Student loans to soon trigger economic crash

You may not want to hear this, but a threat is facing the U.S. economy that no one is talking. As discussed today in Le Monde, a veritable Frankenstorm of factors is now coalescing to crash the U.S. economy in the near future, along with other nations. Student loans are spiraling out-of-control  due to declining family incomes, skyrocketing tuition costs, and the wholesale abandonment of public universities by state governments. Christopher Newfield writes in “America’s Degree Scam” that “student debt may succeed subprime mortgages as the next disaster in the crisis of US capitalism. It is estimated at more than $1-trillion and has doubled over the last 12 years. Average debt for graduates with student loans rose to $23,200 in 2008; public university debt was only slightly lower, at $20,200. Despite the impossibility of discharging student debt through bankruptcy, the student loan default rate has gone from 5% to 10% between 2008 and 2011.” A similar story entitles “Debt Tops $1-Trillion” appears in the current Voice of Detroit.
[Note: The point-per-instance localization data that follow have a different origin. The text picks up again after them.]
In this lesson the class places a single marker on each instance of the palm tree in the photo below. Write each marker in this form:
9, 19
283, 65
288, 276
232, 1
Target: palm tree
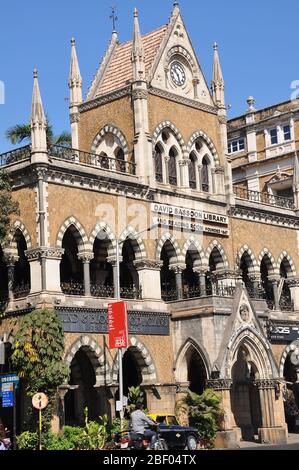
22, 132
Private universities in America cost more than anywhere else in the world. According to Le Monde,  “US universities long ago established the market price of a college education at the world’s highest levels — now over $36,000 a year at Harvard, or $52,650 if you include living costs. Leading universities, like Cornell, Johns Hopkins and Stanford, which charge over $200,000 for a four-year degree, have set a very high ceiling, encouraging the entire sector to charge high fees and then spend on offering Harvard-style services. Public universities can charge “only” $13,000 a year, with $30,000 a year living costs, and still feel they are being virtuous. The founding ideal has vanished, and for students the bill goes on growing.”
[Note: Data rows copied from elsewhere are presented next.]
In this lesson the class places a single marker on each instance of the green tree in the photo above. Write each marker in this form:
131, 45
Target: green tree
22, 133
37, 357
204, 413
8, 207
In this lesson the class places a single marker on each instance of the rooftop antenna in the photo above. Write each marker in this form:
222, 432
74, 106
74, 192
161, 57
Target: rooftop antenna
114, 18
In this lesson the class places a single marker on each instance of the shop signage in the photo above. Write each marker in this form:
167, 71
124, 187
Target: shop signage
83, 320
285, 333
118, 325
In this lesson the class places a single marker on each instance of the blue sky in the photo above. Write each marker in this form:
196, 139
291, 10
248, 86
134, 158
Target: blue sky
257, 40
And the situation seems to be getting worse and worse. “College tuition keeps going up, at 2-4 times the rate of inflation. Overall, the costs to students of attending a public university have doubled in the past 30 years (3). The economic crisis has not restrained price rises, but increased them. Fees are up at private universities — by 8.3% on average last year; they are rising far faster at public ones, and especially in states in the west that historically rely on public universities for nearly all of their college graduates. They are up by 21% in California, 17% in Arizona and 16% in Washington. Most of the 50 states have systematically disinvested in funding for higher education, on which core funding for public universities depends. In 1990 Washington paid nearly $14,000 and students paid $3,100 in tuition fees. Today it pays under $5,000 a student and each student contributes nearly $11,000 (5). As a result of the long-term reduction of public funding, student costs (in 2010 terms) have increased from $8,800 in 1999-2000 to $14,400 in 2010-2011.”